In professional League of Legends, stealing someone else’s homework is not just acceptable. It’s considered a power move.
Hanwha Life Esports pulled out the Shen-Lulu-Kog’Maw composition in game 3 of their best-of-five series against T1 on June 12, a strategy that G2 Esports had previously deployed at the First Stand international tournament. The match was part of the LCK 2026 Road to MSI qualifier, the series that determines which Korean team earns the region’s top seed at the Mid-Season Invitational.
Why this composition matters
The Shen-Lulu-Kog’Maw comp is a classic “protect the carry” strategy. Kog’Maw is a late-game hyper-carry marksman who deals absurd damage but has roughly the survivability of a paper airplane in a hurricane. Lulu provides shields, buffs, and polymorph crowd control to keep Kog’Maw alive. Shen’s global ultimate allows him to teleport a massive shield onto any teammate from anywhere on the map.
G2 ran this composition at First Stand, and it clearly left an impression on HLE’s coaching staff. Korean teams have historically been the ones setting the meta, not importing it from Europe. That dynamic has been shifting for years now, but seeing HLE deploy a distinctly G2-flavored draft against T1 signals that the flow of tactical innovation has become genuinely bidirectional.

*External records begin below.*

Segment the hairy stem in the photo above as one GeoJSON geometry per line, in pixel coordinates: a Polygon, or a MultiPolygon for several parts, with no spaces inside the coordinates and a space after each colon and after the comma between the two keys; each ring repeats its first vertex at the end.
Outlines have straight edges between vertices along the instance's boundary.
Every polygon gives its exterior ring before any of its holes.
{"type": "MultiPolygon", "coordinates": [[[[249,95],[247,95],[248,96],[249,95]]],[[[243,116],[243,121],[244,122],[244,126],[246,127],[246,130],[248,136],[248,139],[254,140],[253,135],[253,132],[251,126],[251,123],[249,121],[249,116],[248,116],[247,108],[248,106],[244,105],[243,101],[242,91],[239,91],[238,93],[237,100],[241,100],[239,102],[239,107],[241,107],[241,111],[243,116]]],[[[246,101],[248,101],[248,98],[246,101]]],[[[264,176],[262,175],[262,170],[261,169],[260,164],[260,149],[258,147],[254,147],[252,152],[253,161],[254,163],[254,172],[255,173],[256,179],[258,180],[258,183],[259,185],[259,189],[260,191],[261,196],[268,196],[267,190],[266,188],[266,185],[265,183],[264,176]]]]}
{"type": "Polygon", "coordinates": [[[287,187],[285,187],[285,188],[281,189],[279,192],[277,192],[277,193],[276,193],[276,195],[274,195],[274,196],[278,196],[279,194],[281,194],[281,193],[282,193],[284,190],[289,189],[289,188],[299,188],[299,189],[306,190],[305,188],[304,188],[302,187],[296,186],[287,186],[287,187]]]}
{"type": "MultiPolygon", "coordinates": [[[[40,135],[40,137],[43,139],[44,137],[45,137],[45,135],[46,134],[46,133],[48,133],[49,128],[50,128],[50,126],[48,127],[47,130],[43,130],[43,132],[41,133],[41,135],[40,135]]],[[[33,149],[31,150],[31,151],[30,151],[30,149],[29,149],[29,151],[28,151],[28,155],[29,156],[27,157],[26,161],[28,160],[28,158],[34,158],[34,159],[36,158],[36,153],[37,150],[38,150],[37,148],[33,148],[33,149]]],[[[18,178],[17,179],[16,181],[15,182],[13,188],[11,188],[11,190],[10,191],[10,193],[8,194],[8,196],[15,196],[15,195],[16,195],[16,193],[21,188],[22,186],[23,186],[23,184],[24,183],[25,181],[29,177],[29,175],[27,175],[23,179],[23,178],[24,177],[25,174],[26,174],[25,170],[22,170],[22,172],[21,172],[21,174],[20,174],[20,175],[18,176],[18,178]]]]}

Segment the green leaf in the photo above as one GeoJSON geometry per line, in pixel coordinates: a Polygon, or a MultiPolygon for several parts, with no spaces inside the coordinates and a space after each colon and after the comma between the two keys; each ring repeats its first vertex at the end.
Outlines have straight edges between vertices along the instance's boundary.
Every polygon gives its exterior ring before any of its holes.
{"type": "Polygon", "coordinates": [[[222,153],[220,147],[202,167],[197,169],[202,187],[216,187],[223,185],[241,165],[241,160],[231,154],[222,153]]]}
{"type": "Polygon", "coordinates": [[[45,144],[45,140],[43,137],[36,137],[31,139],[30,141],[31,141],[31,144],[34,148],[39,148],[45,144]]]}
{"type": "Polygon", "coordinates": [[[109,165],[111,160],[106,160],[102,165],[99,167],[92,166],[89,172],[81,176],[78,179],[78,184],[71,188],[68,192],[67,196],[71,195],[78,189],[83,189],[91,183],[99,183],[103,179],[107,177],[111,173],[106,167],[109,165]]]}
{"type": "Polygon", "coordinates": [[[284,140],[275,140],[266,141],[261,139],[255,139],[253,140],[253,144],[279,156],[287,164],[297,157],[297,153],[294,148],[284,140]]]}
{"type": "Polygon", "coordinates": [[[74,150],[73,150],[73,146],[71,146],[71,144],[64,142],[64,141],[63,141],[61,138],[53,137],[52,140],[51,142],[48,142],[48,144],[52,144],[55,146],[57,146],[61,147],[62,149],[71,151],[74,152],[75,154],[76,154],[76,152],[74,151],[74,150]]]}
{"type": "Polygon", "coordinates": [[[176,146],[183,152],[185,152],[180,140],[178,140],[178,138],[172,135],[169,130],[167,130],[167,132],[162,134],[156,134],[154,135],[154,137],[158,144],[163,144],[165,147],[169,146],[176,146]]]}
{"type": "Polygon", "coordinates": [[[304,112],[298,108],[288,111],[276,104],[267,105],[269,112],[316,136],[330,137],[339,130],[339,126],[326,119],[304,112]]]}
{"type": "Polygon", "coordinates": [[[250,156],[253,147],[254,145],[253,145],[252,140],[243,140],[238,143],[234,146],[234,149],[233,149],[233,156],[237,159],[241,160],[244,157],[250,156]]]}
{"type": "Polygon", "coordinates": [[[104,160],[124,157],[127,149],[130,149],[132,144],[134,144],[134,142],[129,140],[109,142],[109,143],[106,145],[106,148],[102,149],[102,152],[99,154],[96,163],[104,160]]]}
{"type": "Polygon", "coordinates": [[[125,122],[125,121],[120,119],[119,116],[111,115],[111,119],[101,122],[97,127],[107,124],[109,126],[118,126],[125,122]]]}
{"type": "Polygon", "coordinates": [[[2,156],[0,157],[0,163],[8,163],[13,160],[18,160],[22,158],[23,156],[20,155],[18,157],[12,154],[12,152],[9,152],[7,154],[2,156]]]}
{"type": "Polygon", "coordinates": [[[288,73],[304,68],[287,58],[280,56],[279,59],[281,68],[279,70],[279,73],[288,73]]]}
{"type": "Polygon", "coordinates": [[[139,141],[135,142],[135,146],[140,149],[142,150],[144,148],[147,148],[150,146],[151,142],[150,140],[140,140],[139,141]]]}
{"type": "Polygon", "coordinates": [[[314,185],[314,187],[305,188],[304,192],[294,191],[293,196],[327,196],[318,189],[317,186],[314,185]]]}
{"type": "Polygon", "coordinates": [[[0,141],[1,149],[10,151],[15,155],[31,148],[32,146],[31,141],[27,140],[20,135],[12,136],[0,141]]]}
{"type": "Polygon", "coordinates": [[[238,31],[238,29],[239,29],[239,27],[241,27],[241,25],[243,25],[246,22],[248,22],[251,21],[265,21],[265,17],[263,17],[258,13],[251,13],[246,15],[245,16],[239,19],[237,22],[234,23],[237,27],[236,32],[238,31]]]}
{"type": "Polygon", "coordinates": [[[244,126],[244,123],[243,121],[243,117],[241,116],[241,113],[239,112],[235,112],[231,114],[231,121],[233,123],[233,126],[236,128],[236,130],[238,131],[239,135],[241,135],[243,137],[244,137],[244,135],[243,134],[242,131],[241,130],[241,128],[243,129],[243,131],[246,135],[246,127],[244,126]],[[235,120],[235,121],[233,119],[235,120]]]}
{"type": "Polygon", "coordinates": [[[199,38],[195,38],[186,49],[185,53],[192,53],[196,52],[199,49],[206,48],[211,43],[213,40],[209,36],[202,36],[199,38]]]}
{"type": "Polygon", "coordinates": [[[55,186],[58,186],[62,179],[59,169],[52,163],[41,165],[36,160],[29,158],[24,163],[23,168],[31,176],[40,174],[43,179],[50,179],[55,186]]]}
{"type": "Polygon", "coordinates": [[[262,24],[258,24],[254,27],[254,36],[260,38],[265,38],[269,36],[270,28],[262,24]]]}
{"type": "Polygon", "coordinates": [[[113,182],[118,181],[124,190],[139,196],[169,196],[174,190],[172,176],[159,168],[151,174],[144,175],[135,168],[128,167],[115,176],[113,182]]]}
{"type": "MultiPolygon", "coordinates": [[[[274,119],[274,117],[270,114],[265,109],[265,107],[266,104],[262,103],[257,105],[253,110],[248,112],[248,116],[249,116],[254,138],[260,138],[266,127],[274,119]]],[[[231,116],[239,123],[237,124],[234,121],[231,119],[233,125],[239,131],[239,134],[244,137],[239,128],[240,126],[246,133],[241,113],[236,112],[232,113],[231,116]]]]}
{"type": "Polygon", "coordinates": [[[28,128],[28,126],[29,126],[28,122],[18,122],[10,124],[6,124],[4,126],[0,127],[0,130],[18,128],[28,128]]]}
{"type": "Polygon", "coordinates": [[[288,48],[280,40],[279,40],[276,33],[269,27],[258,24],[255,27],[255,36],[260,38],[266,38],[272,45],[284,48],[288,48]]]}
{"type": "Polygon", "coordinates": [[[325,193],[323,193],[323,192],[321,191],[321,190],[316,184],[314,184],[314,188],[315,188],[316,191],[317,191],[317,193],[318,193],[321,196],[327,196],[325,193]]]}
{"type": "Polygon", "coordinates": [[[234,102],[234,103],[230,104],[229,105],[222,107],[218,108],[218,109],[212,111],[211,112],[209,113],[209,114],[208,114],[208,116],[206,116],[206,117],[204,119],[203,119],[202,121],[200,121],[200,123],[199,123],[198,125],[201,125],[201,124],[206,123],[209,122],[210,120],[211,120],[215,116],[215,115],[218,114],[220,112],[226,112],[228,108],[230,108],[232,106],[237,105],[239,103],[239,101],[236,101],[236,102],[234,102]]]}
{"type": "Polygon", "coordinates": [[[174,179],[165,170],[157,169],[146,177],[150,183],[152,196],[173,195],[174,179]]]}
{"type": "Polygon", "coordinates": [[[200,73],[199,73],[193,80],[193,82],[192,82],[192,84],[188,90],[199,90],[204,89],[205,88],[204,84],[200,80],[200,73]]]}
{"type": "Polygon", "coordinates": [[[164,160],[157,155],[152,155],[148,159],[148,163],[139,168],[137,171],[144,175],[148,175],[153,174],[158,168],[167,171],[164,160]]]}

The stakes behind the draft
This wasn’t some regular season throwaway match. The Road to MSI qualifier is the gatekeeper for Korea’s top seed at the Mid-Season Invitational, one of the two major international tournaments on the League of Legends calendar.
HLE’s willingness to deploy a composition associated with a rival region in this context tells you something about their confidence level. Pulling out a different identity in game 3 is a textbook adaptation move, one that forces the opposing coaching staff to prepare for a wider range of possibilities in subsequent games.
Where crypto meets the Rift
The T1 versus HLE series drew heightened activity on prediction platforms including Coinbase Predictions, Polymarket, and Kalshi. Significant monetary transactions reportedly flowed through these platforms in the hundreds of thousands, reflecting the growing appetite for esports-adjacent speculation among crypto-native audiences.
G2 Esports has been particularly active at the intersection of esports and digital assets. The organization has engaged in cryptocurrency-based betting partnerships, including a collaboration with Betpanda. G2 has also previously profited from SOL token investments, positioning itself as one of the more crypto-forward esports organizations in the competitive landscape.
T1 has its own history with digital assets, though it skews more toward the NFT era. The organization participated in an NFT auction collaboration with Swappable back in 2021, during the initial wave of esports organizations exploring blockchain-based collectibles.
Neither team currently has direct tokens associated with their brand in any meaningful way, but the infrastructure around them, prediction markets, sponsorship deals, blockchain-based fan platforms, continues to expand.